In 2020, cannabis wholesalers generated $1.5 billion in total operating revenue, up 110.3% compared with 2019. The cost of goods sold was up 115.5% to $1.1 billion, resulting in a gross margin of 25.3%, down from 27.0% in 2019. Total operating expenses amounted to $201.8 million, up 62.0% from 2019. In the second full year after the legalization of cannabis for recreational purposes, wholesalers earned a profit equal to 11.5% of total operating revenue, up from 9.2% in 2019.
Cannabis distribution rules vary from province to province, and as a result, cannabis wholesale activities are concentrated in Ontario and the provinces to the west. Ontario accounted for the largest share of the Canadian market, with $652.5 million in revenue. Alberta came in second, posting $418.1 million in operating revenue.
Wholesale trade commodities
Wholesalers across Canada buy and sell a wide variety of commodities, ranging from petroleum products, motor vehicles, pharmaceuticals, wood products and clothing to a large selection of food products.
The Annual Wholesale Trade Survey measures the sales and costs of goods sold for these and other products, classifying them according to the North American Product Classification System.
In 2020, Canadian wholesalers sold slightly below $1.1 trillion worth of commodities. Compared with 2019, sales decreased 8.4% led by declines in petroleum and petroleum products. Higher sales were seen in 34 of 66 commodity subclasses in 2020 compared with 2019.
In 2020, 34 of 66 commodity subclasses saw their cost of goods sold decrease, while the rest posted increases.
In dollar terms, petroleum and petroleum products drove the decline in sales, down $71.0 billion to $233.4 billion in 2020. The cost of goods sold decreased $69.4 billion to $226.0 billion.
The top five commodity subclasses accounted for 45.8% of all sales in 2020, down from 50.0% in 2019. These commodity subclasses cover a wide variety of goods distributed by Canadian wholesalers, from non-durable goods such as petroleum, food and pharmaceuticals to durable goods such as motor vehicles and farm equipment.

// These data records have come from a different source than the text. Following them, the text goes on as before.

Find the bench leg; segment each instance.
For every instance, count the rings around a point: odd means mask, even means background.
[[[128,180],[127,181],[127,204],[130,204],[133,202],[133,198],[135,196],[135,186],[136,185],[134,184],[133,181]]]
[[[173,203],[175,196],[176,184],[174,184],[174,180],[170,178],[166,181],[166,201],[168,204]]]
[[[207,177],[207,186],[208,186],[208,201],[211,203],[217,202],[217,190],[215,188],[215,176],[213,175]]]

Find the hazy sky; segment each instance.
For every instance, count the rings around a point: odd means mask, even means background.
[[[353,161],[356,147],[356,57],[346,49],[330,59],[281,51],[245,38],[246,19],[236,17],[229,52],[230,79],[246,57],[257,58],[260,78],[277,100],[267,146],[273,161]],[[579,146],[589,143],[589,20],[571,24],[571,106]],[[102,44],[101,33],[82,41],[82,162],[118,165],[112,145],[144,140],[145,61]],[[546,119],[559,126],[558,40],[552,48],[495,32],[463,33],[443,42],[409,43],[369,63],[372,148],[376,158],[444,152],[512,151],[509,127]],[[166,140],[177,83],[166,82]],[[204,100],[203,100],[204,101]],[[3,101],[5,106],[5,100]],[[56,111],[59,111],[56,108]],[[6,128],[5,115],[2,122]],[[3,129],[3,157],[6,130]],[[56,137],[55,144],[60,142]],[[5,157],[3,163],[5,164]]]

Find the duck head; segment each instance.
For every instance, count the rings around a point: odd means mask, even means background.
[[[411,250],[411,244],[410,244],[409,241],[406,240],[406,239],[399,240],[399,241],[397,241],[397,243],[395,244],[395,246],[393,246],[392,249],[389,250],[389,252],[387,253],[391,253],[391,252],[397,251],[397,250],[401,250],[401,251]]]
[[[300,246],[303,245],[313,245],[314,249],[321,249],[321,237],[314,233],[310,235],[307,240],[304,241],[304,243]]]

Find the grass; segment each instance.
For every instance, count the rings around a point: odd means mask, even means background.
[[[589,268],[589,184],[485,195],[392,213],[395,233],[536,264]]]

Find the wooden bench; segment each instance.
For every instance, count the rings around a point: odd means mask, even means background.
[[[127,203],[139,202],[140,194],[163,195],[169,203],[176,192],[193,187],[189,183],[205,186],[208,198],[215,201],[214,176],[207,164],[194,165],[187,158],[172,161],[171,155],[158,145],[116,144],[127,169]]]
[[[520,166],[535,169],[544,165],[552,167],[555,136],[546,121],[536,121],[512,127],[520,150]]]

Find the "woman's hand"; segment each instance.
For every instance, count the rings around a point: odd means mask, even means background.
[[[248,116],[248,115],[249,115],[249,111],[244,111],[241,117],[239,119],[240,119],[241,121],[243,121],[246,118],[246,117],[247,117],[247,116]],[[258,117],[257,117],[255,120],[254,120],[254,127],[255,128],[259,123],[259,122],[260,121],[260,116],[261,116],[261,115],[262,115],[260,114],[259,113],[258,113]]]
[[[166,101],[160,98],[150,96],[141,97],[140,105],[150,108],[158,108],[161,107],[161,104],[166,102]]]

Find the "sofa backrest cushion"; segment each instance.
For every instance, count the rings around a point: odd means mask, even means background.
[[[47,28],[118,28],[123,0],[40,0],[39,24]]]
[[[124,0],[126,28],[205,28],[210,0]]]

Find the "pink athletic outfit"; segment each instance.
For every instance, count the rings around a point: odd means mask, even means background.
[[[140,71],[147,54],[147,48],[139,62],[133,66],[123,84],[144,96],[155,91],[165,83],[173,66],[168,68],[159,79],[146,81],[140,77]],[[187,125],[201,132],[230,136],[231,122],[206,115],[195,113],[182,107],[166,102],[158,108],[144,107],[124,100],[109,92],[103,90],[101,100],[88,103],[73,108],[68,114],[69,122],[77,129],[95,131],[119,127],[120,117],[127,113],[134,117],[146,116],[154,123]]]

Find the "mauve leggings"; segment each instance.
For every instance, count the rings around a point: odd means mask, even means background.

In 2020, the largest commodity subclass in dollar terms was petroleum and petroleum products, comprising a 22.1% share of total wholesale sales, down from 26.4% in 2019. Sales in this subclass declined by 23.3% in 2020 compared with 2019.
Sales of medical, scientific, laboratory, measuring, control and other professional equipment declined 1.1% to $12.2 billion in 2020 as medical device distributors were impacted by the widespread cancelation of elective procedures. Meanwhile, sales of home health care equipment and appliances (+70.9%), as well sales of medical and dental supplies (+11.8%).
Impact of COVID-19 on wholesale trade
Businesses in the wholesale trade sector were impacted in a variety of ways by the COVID-19 pandemic.
From the survey results, 2,286 wholesalers reported additional expenses due to the pandemic, of which 1,957 reported additional labour expenses totaling $97.5 million, while 2,192 reported other additional expenses totaling $286.7 million.
Among the various ways in which wholesalers were impacted by the pandemic, the most common response was the adoption of a contactless business model which was reported by 3,022 wholesalers. The second most common response was the adoption of working from home, which was reported by 2,249 respondents.
In response to the economic impact of the pandemic, governments across Canada adopted various programs to provide financial relief to businesses. In 2020, 2,043 wholesalers reported receiving public financial relief via the Canada Emergency Wage Subsidy and the Temporary 10% Wage Subsidy programs, totalling $2.5 billion.